In Queensland between 2004 and 2010 almost one in seven road accident fatalities were related to fatigue. Some injuries and fatalities could be avoided if drowsy drivers didn’t get behind the wheel. The key to changing these shocking statistics are taking action when you’re fatigued and developing habits that promote better sleep.
Sleep Deprivation Affects the Brain
Lack of sleep causes more than a few yawns. It changes the way the brain works. When you don’t get the rest you need, your mind tries to compensate. Neurons, the cells that send the signals to process information or move the body, slow down in an attempt to bring the brain to a sleep state. Your brain’s slowdown looks like:
missing exits and turns.
drifting out of your lane.
losing km’s (short-term memory loss wherein you forget the last few kilometers traveled).
increased aggression and mood changes.
When sleep deprived, your brain processes information at a slower rate, which affects decision-making skills and reaction times. The difference between a close call and a deadly accident may only be the matter of a few seconds. To make sensible decisions, the brain must be firing at full speed.

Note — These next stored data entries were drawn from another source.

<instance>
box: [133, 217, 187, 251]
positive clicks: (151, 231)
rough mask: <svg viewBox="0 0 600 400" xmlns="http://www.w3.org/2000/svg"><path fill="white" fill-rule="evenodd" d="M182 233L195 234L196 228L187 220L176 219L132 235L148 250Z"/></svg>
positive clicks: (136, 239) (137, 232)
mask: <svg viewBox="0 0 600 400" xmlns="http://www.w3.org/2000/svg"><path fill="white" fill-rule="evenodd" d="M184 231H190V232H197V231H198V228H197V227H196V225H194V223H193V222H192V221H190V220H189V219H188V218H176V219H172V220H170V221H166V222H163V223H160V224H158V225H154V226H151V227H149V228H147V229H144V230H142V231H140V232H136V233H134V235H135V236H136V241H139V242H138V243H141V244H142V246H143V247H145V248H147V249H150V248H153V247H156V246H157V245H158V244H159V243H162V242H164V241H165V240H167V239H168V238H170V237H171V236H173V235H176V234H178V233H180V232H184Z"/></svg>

When It’s Time to Take Action
If you start to notice the symptoms of drowsy driving, even the early ones like slow blinking and frequent yawning, you can take action that could save a life. When driving alone, try pulling over in a safe, well-lit area to take a short nap. Short, 30-minute naps have been shown to reverse many of the effects of a bad night’s sleep. If you can’t spare that much time, 15-20 minutes might still be enough to get you home safely.
Road trips can be especially dangerous. When traveling with a partner, be sure to switch drivers every two hours. Take the time to close your eyes when you’re in the passenger seat. While you might lose a little time to fatigue, remember that you’re protecting yourself, your family, and everyone else on the road.
How to Get Better Sleep
For those who struggle with drowsy driving, try to make sleep a priority. Everything from stress to your work schedule may get in the way of getting a full seven to eight hours of sleep. But, better sleep can be yours with the right habits and conditions.
Create the Right Conditions: Your bedroom needs to be a sleep sanctuary. Be sure you have a comfortable mattress that supports your back and prevents any nighttime waking from aches and pains. The right pillow will also help you have a restful night. Keep your bedroom a cool 60-68 degrees at night and cut out as much sound and light as possible.
Eat the Right Food: Some foods actively promote better sleep. Foods rich in Vitamin B6, which is used to make melatonin, a sleep-inducing hormone, help your body regulate the sleep cycle. Try adding fish, chickpeas, or bananas into your diet. Calcium-rich foods also help the body release the hormones that trigger sleep. A warm glass of milk or low-fat yogurt before bed can help your eyes close faster at night.
Establish a Regular Bedtime Routine: Those who have trouble falling asleep often benefit from a regular bedtime routine that includes relaxing activities like a warm bath, reading a book, or a few deep breathing exercises. For the best results, perform your routine in the same order at the same time every night.